Ce n'est pas le tout d'avoir le DRM dans le noyau, encore faut il avoir la partie user space. Et oublis les drivers proprios: ils ne gèrent plus les vieilles cartes comme celle ci.

Mets radeon à la place de fglrx.

----------

## spy20

Slt,

ok tu me conseilles de mettre radeon à la place de fglrx.

Une fois la modification faite, je poursuis de quelle manière ? :

- emerge -DuNav world

- revdep-rebuild

Pour Genkernel (étant débutant sous Gentoo) j'ai commencé avec cette méthode, et ça n'a pas été mieux.

Merci à vous.

----------

## kwenspc

Le emerge seul devrait suffire. -DuN pas besoin de 'av'.

----------

## spy20

Bonjour,

j'ai fais la modification.

Puis j'ai fais mon emerge, et enfin un revdep-rebuild car j'avais le temps ^^.

Autrement voici le résultat :

spy20 sylspy20 # glxinfo | grep rendering

direct rendering: Yes

spy20 sylspy20 # glxinfo | grep Open  

OpenGL vendor string: Tungsten Graphics, Inc.

OpenGL renderer string: Mesa DRI R200 (RV250 4C66) 20090101  TCL DRI2

OpenGL version string: 1.3 Mesa 7.8.2

OpenGL extensions:

spy20 sylspy20 # glxgears 

2956 frames in 5.0 seconds = 591.146 FPS

2407 frames in 5.0 seconds = 481.379 FPS

2644 frames in 5.1 seconds = 523.527 FPS

4966 frames in 5.0 seconds = 993.008 FPS

4881 frames in 5.0 seconds = 974.500 FPS

C'est sensiblement mieux au niveau frames et FPS, mais pensez-vous que se sera suffisant ?

Merci encore.

Spy20

----------

## Picani

Sa devrait être bon, vu l'âge de la carte. Avec une ATI X1950 j'étais à 400FPS et tous marchait nickel (bureau KDE 3D, films en HD).

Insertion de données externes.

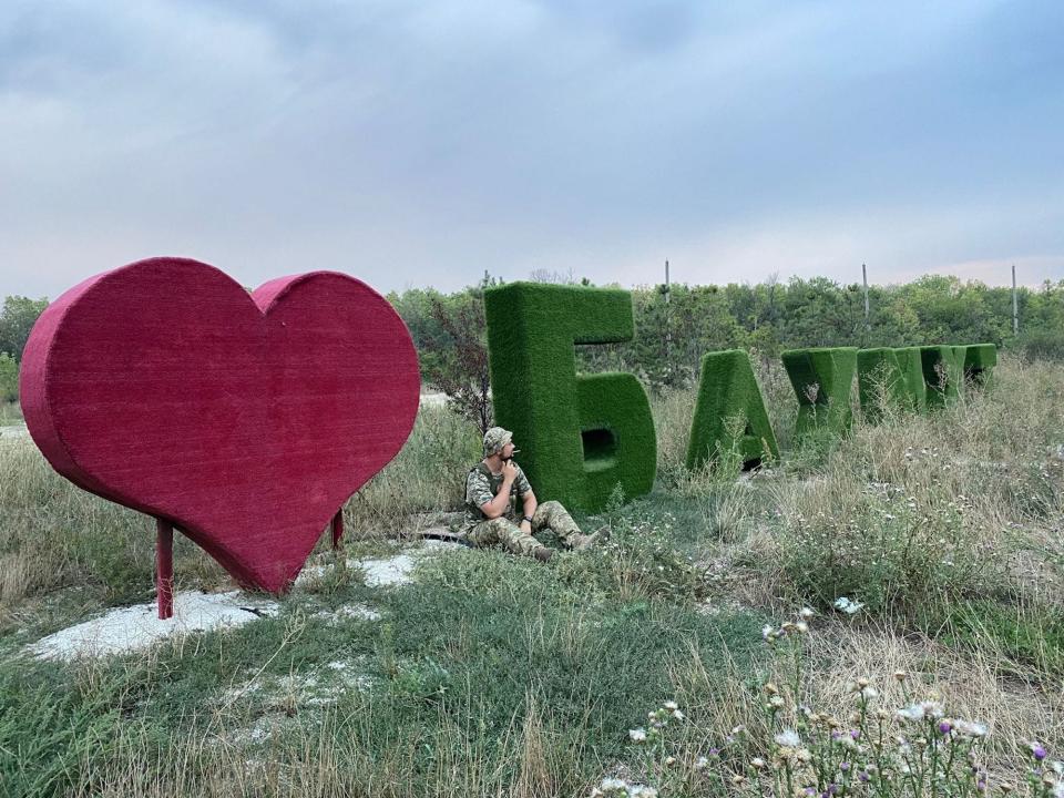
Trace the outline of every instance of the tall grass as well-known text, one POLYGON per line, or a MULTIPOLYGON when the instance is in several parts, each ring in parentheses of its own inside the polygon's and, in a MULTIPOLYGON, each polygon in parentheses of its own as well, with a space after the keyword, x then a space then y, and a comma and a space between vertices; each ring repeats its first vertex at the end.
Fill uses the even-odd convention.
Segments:
MULTIPOLYGON (((906 689, 991 727, 996 782, 1023 775, 1030 740, 1058 751, 1064 366, 1003 357, 995 382, 956 405, 874 424, 858 412, 830 446, 792 440, 786 375, 758 368, 780 461, 686 472, 694 390, 657 396, 658 485, 582 519, 612 528, 598 551, 544 566, 456 550, 393 590, 352 569, 297 590, 280 617, 73 666, 30 662, 21 646, 86 606, 146 596, 151 524, 0 434, 0 784, 114 797, 583 796, 617 777, 751 795, 753 758, 776 755, 764 685, 796 664, 799 692, 841 722, 858 679, 903 705, 893 674, 906 672, 906 689), (863 607, 837 612, 840 596, 863 607), (351 604, 382 620, 338 614, 351 604), (758 630, 802 604, 818 610, 816 633, 794 657, 766 654, 758 630), (666 765, 627 732, 668 699, 686 719, 666 765), (761 740, 727 761, 746 780, 706 777, 699 758, 738 726, 761 740)), ((458 509, 478 458, 475 430, 423 409, 407 448, 345 508, 349 540, 375 545, 458 509)), ((177 553, 187 585, 226 583, 194 546, 177 553)))

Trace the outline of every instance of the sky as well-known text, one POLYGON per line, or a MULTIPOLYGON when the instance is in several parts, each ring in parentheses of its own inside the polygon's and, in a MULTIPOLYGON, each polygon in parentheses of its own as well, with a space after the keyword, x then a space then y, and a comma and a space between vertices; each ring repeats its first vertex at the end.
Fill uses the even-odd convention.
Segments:
POLYGON ((1064 279, 1064 3, 4 0, 0 296, 1064 279))

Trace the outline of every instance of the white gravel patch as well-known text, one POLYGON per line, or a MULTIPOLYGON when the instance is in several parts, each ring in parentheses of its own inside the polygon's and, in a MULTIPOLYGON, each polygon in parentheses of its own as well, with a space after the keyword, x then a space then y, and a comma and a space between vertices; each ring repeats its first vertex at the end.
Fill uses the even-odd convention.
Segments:
POLYGON ((117 607, 43 637, 28 648, 48 659, 123 654, 191 632, 243 626, 264 615, 276 615, 277 610, 276 602, 249 601, 239 591, 182 592, 174 595, 174 616, 166 621, 158 620, 155 602, 117 607))
POLYGON ((366 584, 370 587, 410 584, 413 580, 415 559, 409 554, 397 554, 383 560, 364 560, 359 563, 366 572, 366 584))

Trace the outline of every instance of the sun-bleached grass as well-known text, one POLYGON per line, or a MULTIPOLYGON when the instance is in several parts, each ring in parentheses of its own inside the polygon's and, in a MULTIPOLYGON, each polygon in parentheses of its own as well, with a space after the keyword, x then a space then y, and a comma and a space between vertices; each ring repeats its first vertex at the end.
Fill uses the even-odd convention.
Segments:
MULTIPOLYGON (((814 603, 792 703, 847 723, 861 679, 890 713, 935 699, 990 728, 992 784, 1024 774, 1032 739, 1058 758, 1064 368, 1004 357, 996 385, 951 408, 876 424, 858 415, 845 440, 805 448, 790 440, 797 403, 786 375, 757 368, 780 462, 686 473, 694 390, 656 397, 659 487, 594 520, 613 526, 610 546, 545 567, 462 551, 401 591, 372 590, 356 570, 309 583, 257 632, 193 637, 121 666, 33 666, 40 700, 0 713, 0 746, 18 747, 13 735, 23 761, 52 775, 60 757, 72 775, 63 795, 114 798, 567 797, 606 778, 663 796, 751 794, 753 758, 768 763, 779 745, 764 685, 786 702, 796 662, 758 628, 814 603), (837 612, 840 595, 864 606, 837 612), (318 615, 366 603, 379 620, 318 615), (338 657, 375 687, 348 685, 316 708, 307 675, 338 657), (287 687, 217 700, 263 671, 287 687), (669 727, 676 760, 648 761, 624 735, 669 699, 685 716, 669 727), (725 773, 745 781, 708 778, 699 757, 739 726, 745 759, 727 759, 725 773), (57 753, 66 745, 69 755, 57 753)), ((11 444, 0 437, 0 449, 11 444)), ((346 508, 352 545, 393 538, 418 523, 411 513, 456 509, 478 436, 426 409, 408 450, 346 508)), ((23 608, 60 602, 66 589, 115 585, 98 602, 117 601, 122 585, 151 589, 147 520, 68 488, 31 447, 0 450, 2 477, 11 482, 0 479, 0 507, 18 512, 0 520, 0 605, 12 614, 0 635, 21 640, 23 608)), ((178 574, 190 583, 224 581, 194 549, 185 554, 178 574)), ((25 667, 13 662, 0 662, 0 677, 25 667)), ((6 684, 8 700, 16 684, 29 688, 6 684)))

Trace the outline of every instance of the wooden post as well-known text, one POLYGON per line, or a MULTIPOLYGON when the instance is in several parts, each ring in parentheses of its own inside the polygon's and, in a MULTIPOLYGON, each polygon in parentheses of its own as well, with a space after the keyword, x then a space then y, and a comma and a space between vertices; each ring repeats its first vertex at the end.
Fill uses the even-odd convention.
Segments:
POLYGON ((332 516, 332 548, 340 548, 340 538, 344 536, 344 508, 332 516))
POLYGON ((158 620, 174 615, 174 528, 168 521, 155 519, 155 596, 158 620))

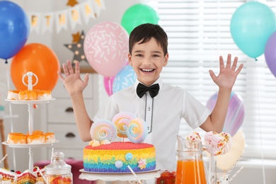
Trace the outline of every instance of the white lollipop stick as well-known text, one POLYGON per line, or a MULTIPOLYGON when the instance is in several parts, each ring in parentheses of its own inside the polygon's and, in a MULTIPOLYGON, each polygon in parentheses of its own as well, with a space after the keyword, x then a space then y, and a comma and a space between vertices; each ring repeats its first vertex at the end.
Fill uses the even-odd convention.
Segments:
POLYGON ((132 174, 135 176, 136 180, 138 181, 138 183, 142 184, 142 181, 138 178, 137 176, 135 174, 134 171, 133 171, 132 168, 130 166, 127 166, 127 167, 130 170, 130 171, 132 171, 132 174))
POLYGON ((32 71, 28 71, 27 74, 23 76, 22 82, 25 86, 28 86, 28 90, 33 90, 33 86, 35 86, 38 83, 38 76, 33 74, 32 71), (28 76, 28 84, 25 84, 24 81, 24 79, 26 76, 28 76), (33 76, 34 76, 36 79, 36 81, 33 85, 33 79, 32 79, 33 76))
POLYGON ((236 173, 234 175, 233 175, 232 178, 231 178, 231 179, 229 180, 229 183, 230 181, 231 181, 234 178, 235 178, 235 177, 241 172, 241 171, 243 168, 243 166, 242 166, 241 168, 240 168, 240 169, 238 170, 238 171, 236 172, 236 173))

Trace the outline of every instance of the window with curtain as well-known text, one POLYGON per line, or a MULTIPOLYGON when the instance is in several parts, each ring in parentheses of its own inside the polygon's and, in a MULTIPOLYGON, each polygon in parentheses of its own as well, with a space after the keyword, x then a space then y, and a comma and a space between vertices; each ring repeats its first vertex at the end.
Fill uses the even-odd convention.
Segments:
MULTIPOLYGON (((229 53, 232 59, 238 57, 238 63, 244 67, 233 92, 241 98, 245 107, 240 128, 246 144, 243 157, 275 159, 276 79, 268 69, 264 55, 257 61, 246 56, 236 45, 230 33, 233 13, 246 2, 155 1, 151 6, 156 8, 159 24, 168 36, 169 62, 161 77, 166 83, 186 89, 206 105, 218 91, 209 69, 218 74, 220 55, 224 61, 229 53)), ((276 2, 267 1, 265 4, 275 12, 276 2)), ((192 131, 185 122, 181 124, 180 135, 192 131)))

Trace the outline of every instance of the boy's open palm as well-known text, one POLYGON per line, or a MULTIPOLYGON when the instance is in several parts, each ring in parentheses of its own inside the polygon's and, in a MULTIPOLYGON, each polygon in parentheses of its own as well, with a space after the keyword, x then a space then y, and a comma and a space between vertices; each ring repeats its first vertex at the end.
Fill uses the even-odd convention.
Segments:
POLYGON ((235 57, 233 64, 231 65, 231 54, 227 56, 226 66, 224 67, 224 62, 223 57, 219 57, 219 74, 216 76, 212 70, 209 70, 209 73, 212 77, 212 79, 219 88, 226 88, 231 89, 236 79, 238 74, 241 72, 241 69, 243 67, 243 64, 238 67, 237 69, 236 66, 238 63, 238 57, 235 57))
POLYGON ((58 71, 58 74, 70 96, 82 93, 87 86, 88 74, 85 75, 84 80, 81 79, 79 63, 78 62, 75 64, 75 71, 74 71, 69 60, 67 61, 67 64, 64 63, 62 64, 62 67, 65 77, 60 71, 58 71))

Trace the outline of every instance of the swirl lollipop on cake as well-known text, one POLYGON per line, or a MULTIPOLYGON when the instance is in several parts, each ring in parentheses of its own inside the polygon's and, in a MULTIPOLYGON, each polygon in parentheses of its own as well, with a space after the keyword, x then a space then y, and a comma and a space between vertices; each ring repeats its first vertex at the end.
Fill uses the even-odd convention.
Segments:
POLYGON ((130 112, 121 112, 114 116, 112 122, 117 127, 118 137, 127 138, 127 130, 128 125, 135 118, 136 116, 130 112))
POLYGON ((148 128, 145 121, 141 118, 133 119, 127 130, 127 137, 132 142, 141 143, 146 139, 148 128))
POLYGON ((112 122, 107 120, 100 120, 92 124, 90 134, 92 140, 113 142, 117 137, 117 128, 112 122))

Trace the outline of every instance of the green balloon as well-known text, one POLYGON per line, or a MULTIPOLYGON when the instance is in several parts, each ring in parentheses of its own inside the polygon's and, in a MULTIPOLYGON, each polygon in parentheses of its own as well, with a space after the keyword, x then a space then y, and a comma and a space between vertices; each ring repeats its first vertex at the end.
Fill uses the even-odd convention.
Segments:
POLYGON ((134 4, 130 6, 124 13, 121 25, 130 35, 132 30, 143 23, 158 24, 159 17, 151 7, 142 4, 134 4))

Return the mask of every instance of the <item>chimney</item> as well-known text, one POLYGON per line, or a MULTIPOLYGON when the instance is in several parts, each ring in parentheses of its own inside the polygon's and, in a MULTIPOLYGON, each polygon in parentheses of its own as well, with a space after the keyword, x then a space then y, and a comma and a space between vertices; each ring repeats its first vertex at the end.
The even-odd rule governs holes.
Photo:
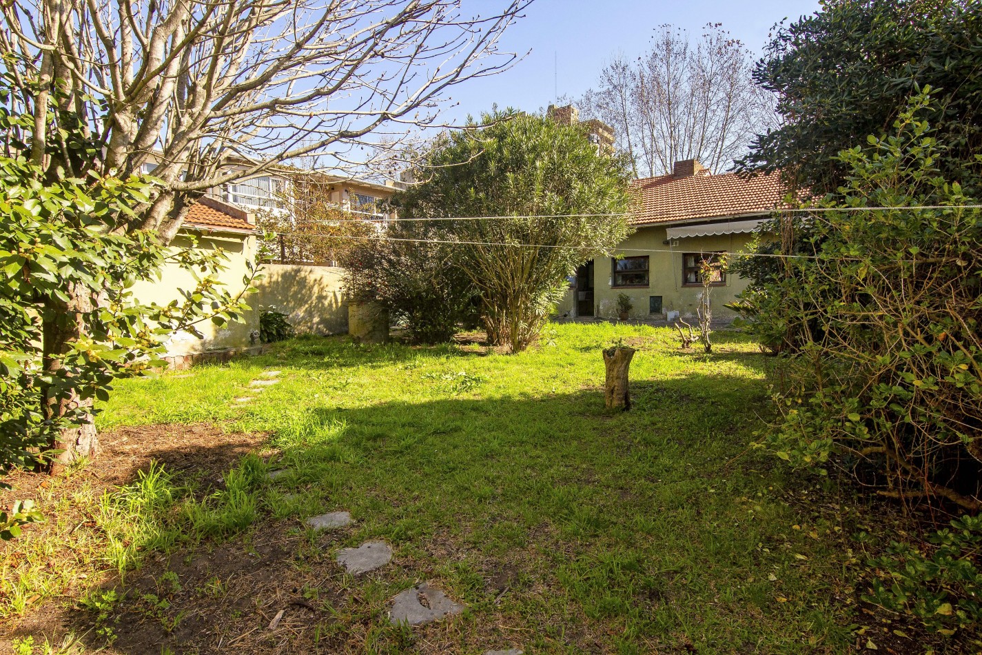
POLYGON ((677 161, 672 167, 672 177, 675 178, 691 178, 696 175, 710 175, 709 169, 700 164, 698 159, 677 161))
POLYGON ((560 125, 576 125, 579 123, 579 110, 573 105, 563 105, 562 107, 549 105, 549 109, 546 110, 546 116, 560 125))

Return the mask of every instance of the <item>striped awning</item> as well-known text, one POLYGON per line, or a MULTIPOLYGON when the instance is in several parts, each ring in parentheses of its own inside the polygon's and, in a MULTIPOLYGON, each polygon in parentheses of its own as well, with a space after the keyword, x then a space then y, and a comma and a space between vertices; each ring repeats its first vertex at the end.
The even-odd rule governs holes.
POLYGON ((748 221, 723 221, 720 223, 703 223, 702 225, 682 225, 677 228, 667 228, 669 239, 684 239, 685 237, 710 237, 712 235, 738 235, 753 232, 766 218, 754 218, 748 221))

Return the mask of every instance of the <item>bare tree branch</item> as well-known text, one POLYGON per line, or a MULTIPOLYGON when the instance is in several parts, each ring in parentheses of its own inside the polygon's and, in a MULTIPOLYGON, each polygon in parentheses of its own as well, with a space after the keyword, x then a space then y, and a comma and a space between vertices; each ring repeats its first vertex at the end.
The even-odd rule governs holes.
POLYGON ((459 0, 13 0, 0 54, 33 82, 29 111, 49 111, 54 84, 56 109, 105 143, 98 161, 65 161, 37 121, 23 136, 50 175, 159 162, 164 187, 128 227, 169 241, 210 188, 307 154, 354 172, 435 125, 451 86, 517 60, 498 41, 531 1, 469 15, 459 0))

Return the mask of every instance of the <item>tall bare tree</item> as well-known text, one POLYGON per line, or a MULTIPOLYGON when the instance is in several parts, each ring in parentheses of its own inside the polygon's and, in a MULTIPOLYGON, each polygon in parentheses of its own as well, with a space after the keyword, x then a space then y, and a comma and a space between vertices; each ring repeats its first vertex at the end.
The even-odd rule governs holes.
POLYGON ((752 64, 719 24, 696 39, 664 25, 644 55, 615 56, 578 104, 614 128, 635 176, 671 172, 692 158, 718 172, 776 121, 773 97, 751 80, 752 64))
MULTIPOLYGON (((152 157, 161 184, 102 233, 167 245, 210 188, 313 153, 356 167, 363 148, 433 125, 452 86, 515 61, 498 40, 530 1, 477 15, 459 0, 10 0, 0 55, 19 92, 3 103, 33 120, 8 122, 6 152, 29 156, 42 182, 127 178, 152 157)), ((97 296, 69 284, 51 296, 45 366, 84 338, 97 296)), ((90 393, 63 396, 91 406, 90 393)), ((94 430, 73 429, 66 453, 94 453, 94 430)))

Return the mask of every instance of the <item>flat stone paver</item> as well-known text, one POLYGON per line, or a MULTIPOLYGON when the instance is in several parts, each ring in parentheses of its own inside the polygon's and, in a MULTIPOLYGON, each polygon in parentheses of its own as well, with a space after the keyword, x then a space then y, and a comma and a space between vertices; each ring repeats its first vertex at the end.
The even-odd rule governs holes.
POLYGON ((367 573, 392 562, 392 548, 384 541, 366 541, 357 548, 338 551, 338 564, 352 575, 367 573))
POLYGON ((397 594, 392 599, 389 621, 393 624, 420 626, 463 611, 463 605, 455 603, 439 589, 431 589, 426 582, 423 582, 397 594))
POLYGON ((352 522, 352 515, 348 512, 330 512, 319 517, 307 519, 307 525, 315 530, 333 530, 345 527, 352 522))

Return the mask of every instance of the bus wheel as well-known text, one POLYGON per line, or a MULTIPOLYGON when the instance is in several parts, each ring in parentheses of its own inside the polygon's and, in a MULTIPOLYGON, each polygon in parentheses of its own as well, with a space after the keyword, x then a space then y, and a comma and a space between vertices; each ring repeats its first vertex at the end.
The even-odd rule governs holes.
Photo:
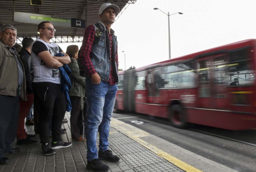
POLYGON ((174 105, 170 108, 170 120, 176 128, 183 129, 187 126, 186 117, 184 109, 180 105, 174 105))

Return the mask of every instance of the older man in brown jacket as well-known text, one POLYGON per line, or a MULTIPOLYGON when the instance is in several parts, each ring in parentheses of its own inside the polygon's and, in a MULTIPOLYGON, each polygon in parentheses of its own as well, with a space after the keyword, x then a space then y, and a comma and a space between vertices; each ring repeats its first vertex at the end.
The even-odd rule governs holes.
POLYGON ((16 135, 20 98, 26 101, 23 65, 12 46, 17 30, 12 25, 0 29, 0 165, 8 164, 4 156, 20 150, 11 144, 16 135))

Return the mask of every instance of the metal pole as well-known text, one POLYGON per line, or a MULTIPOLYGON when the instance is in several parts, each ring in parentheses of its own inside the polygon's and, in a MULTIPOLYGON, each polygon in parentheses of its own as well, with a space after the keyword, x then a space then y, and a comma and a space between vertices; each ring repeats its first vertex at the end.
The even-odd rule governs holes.
POLYGON ((170 14, 168 12, 168 34, 169 36, 169 59, 171 59, 171 38, 170 33, 170 14))

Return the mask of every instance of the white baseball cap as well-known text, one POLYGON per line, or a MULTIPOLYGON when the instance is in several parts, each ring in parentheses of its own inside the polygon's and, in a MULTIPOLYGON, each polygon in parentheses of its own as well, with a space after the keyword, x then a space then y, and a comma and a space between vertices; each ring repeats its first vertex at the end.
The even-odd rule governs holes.
POLYGON ((116 14, 118 13, 120 10, 119 7, 118 7, 117 5, 112 4, 110 3, 105 3, 100 6, 100 10, 99 10, 99 15, 102 14, 102 12, 103 12, 105 10, 110 7, 114 9, 116 14))

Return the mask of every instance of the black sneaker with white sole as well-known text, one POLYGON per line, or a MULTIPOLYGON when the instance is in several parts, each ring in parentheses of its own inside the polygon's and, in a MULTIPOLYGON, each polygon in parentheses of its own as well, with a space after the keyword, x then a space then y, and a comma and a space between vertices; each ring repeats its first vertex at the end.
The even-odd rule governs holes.
POLYGON ((106 172, 109 170, 108 166, 103 164, 99 159, 94 159, 91 161, 87 161, 86 168, 95 172, 106 172))
POLYGON ((51 155, 54 154, 56 152, 54 150, 51 148, 48 143, 42 144, 42 150, 41 152, 44 155, 51 155))
POLYGON ((72 142, 64 142, 62 140, 59 140, 56 143, 52 142, 52 149, 58 149, 62 148, 66 148, 72 145, 72 142))
POLYGON ((116 162, 120 159, 120 158, 116 155, 113 154, 112 151, 110 150, 106 150, 103 152, 100 149, 98 156, 101 160, 106 160, 110 162, 116 162))

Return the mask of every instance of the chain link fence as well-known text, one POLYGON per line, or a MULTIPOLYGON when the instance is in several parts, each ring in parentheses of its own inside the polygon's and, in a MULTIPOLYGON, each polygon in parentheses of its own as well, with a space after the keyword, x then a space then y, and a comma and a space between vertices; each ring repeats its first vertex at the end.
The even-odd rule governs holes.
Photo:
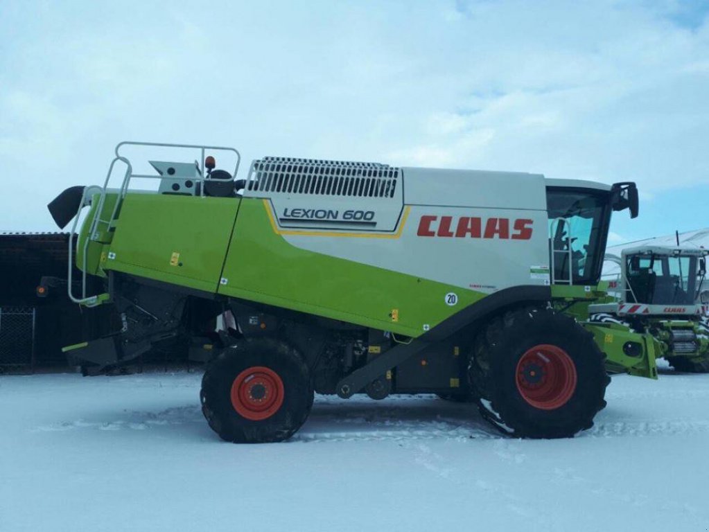
POLYGON ((0 370, 33 369, 36 310, 0 307, 0 370))

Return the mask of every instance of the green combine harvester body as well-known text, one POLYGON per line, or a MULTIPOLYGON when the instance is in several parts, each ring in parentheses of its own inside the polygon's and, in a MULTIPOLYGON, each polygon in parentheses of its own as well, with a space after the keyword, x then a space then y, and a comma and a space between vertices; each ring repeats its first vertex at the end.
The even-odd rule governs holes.
POLYGON ((606 371, 657 378, 651 334, 589 319, 634 183, 287 157, 235 179, 240 159, 124 142, 103 186, 50 203, 79 229, 69 296, 113 308, 114 329, 77 339, 72 360, 100 371, 188 345, 211 361, 203 410, 232 441, 289 437, 313 391, 432 392, 510 434, 571 436, 605 404, 606 371), (123 154, 139 149, 181 162, 141 174, 123 154))
POLYGON ((652 335, 657 358, 679 371, 709 373, 709 293, 702 291, 708 255, 679 244, 607 255, 620 271, 608 297, 589 307, 591 319, 652 335))

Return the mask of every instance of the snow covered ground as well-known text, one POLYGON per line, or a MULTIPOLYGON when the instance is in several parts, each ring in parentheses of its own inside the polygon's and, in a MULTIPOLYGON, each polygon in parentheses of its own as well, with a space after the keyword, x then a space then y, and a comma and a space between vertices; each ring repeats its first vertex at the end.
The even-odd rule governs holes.
POLYGON ((318 397, 259 446, 212 433, 199 380, 0 376, 0 531, 709 530, 709 375, 615 378, 573 439, 432 396, 318 397))

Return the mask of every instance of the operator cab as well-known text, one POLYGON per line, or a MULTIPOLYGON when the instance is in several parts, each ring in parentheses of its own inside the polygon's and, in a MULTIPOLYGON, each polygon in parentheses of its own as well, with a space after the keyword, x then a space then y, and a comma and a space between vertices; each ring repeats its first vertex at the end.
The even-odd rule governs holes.
POLYGON ((590 181, 547 179, 549 248, 552 284, 597 285, 614 210, 637 216, 635 183, 612 186, 590 181))
POLYGON ((702 249, 638 247, 624 250, 625 293, 627 302, 693 305, 706 274, 702 249))
POLYGON ((197 161, 193 164, 162 161, 148 162, 160 174, 158 191, 161 194, 202 196, 203 183, 203 196, 235 198, 238 188, 244 188, 243 183, 235 182, 233 176, 226 170, 215 169, 216 161, 211 155, 204 159, 204 169, 206 171, 203 177, 197 161))

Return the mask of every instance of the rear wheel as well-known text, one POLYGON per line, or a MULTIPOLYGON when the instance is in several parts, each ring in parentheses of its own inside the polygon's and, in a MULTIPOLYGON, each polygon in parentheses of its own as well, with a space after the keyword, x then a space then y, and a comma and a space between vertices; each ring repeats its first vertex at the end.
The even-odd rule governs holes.
POLYGON ((263 443, 288 439, 313 406, 308 367, 273 339, 245 341, 211 363, 202 378, 202 412, 222 439, 263 443))
POLYGON ((686 373, 709 373, 709 358, 691 358, 688 356, 665 357, 668 363, 674 368, 676 371, 686 373))
POLYGON ((610 379, 593 335, 530 307, 493 319, 475 341, 471 384, 482 415, 515 437, 564 438, 593 424, 610 379))

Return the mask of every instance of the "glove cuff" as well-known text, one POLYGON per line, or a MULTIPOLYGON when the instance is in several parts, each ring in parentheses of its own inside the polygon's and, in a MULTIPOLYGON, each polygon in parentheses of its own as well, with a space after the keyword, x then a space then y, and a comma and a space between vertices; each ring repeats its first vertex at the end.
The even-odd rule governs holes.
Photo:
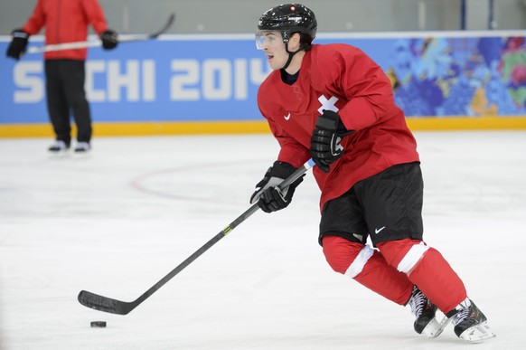
POLYGON ((24 32, 22 29, 15 29, 11 32, 11 36, 13 36, 13 38, 27 40, 29 38, 29 33, 24 32))
POLYGON ((286 179, 296 170, 297 168, 292 166, 290 164, 277 160, 272 165, 272 167, 270 168, 270 172, 268 175, 271 177, 279 177, 282 179, 286 179))

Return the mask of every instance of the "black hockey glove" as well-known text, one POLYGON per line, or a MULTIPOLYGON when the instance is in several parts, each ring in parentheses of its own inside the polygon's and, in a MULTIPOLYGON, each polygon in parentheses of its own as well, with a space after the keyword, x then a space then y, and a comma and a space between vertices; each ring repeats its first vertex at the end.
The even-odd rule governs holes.
POLYGON ((296 170, 296 168, 288 163, 274 162, 274 165, 267 170, 263 180, 256 184, 256 191, 250 196, 250 203, 257 202, 265 213, 286 208, 290 204, 296 187, 303 181, 305 174, 284 190, 280 190, 277 185, 296 170))
POLYGON ((118 34, 110 29, 102 32, 100 40, 102 40, 102 48, 104 50, 113 50, 118 44, 118 34))
POLYGON ((324 114, 316 120, 310 150, 313 160, 323 172, 328 173, 329 166, 343 156, 340 141, 352 132, 345 128, 336 112, 324 109, 324 114))
POLYGON ((7 57, 18 61, 22 58, 23 52, 25 52, 29 34, 22 29, 15 29, 11 33, 11 35, 13 36, 13 39, 11 40, 11 43, 9 44, 5 54, 7 57))

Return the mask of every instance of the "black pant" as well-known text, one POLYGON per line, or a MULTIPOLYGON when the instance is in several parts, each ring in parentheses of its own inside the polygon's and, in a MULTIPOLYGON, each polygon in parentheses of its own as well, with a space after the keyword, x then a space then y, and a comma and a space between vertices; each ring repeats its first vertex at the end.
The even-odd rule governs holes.
POLYGON ((77 125, 79 142, 91 140, 91 116, 86 99, 85 61, 78 60, 46 60, 46 94, 50 119, 57 140, 71 142, 70 112, 77 125))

Par contre je n'ai jamais essayé les jeux.

----------

## Delvin

glxgears n'est pas un benchmark, ça permet juste de voir que l'accélération 3D fonctionne

http://wiki.cchtml.com/index.php/Glxgears_is_not_a_Benchmark

----------

## kwenspc

Le meilleur benchmark c'est un ptit jeu 3D, fretsonfire ou autre hop.

----------

## spy20

Merci beaucoup c'est super, et je suis vraiment surpris qu'il fallait faire que ça comme modif.

Je testerais pour voir ce que ça donne avec un jeux

----------

## geekounet

Hello, peux-tu mettre ton titre du topic en conformité avec les conventions de notre forum s'il te plait ? Merci  :Smile: 

----------

## spy20

Oui en fait j'attendais de tester avec un jeu.

Et j'ai fais le test avec Quake3 arena et ça semble bon.

C'est vraiment super, merci encore à vous

----------